Miami, then, is less about protecting a points lead and more about proving Melbourne wasn’t a one-off. And Miami is a curious place for that test, because Formula 2 is making its first trip to North America. That means one of the usual rookie disadvantages — unfamiliar venues — is softened. Everybody starts from the same blank page.

“Obviously for me, it’s very exciting to have a new track on the calendar,” Tsolov said. “We all start from zero, which is quite good for me as a rookie.

“I believe I’ve prepared quite well on the sim. Some work on the preparation comes from F1 as well, watching what they’ve done over the past few years at this track. It seems like an exciting new challenge, which I’m ready to take on, and just can’t wait to get it started already after the break.”

Miami also begins a North American double-header for F2, with Montreal’s Circuit Gilles Villeneuve up next. Two new circuits in quick succession can scramble the normal pecking order — and that makes consistency, the word Tsolov keeps coming back to, even more precious.

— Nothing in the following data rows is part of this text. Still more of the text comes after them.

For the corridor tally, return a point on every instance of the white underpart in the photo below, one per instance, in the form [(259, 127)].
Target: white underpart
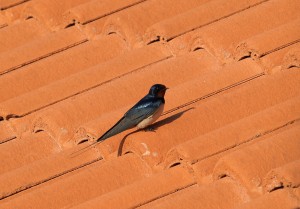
[(151, 119)]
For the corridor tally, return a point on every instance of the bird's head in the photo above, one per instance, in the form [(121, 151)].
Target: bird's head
[(158, 90)]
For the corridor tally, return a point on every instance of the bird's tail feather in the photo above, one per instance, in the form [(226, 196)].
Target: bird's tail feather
[(122, 125)]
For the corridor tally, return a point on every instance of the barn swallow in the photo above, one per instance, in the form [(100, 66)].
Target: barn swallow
[(141, 115)]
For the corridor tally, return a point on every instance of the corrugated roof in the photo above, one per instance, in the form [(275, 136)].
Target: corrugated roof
[(229, 135)]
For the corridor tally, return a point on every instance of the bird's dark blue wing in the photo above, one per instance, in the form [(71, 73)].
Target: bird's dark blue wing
[(142, 110)]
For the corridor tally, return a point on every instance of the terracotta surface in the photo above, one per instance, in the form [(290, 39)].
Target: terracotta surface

As for Marko, the image of him awake at an unkind hour in Europe, checking in on an F2 feature race and firing off a terse congratulatory text, feels completely on brand. Red Bull has moved into a new phase post-2025, with different faces running the day-to-day and a new internal tone to match. But the programme’s foundational instincts — identifying talent early, pushing it hard, and keeping tabs on it relentlessly — don’t vanish overnight.

Tsolov’s message from Marko is proof of that. Whatever the organisational chart says in 2026, Marko is still watching. And if you’re a Red Bull junior leading Formula 2 after one round, you can be sure you’re not just on the grid in Miami — you’re on the radar, too.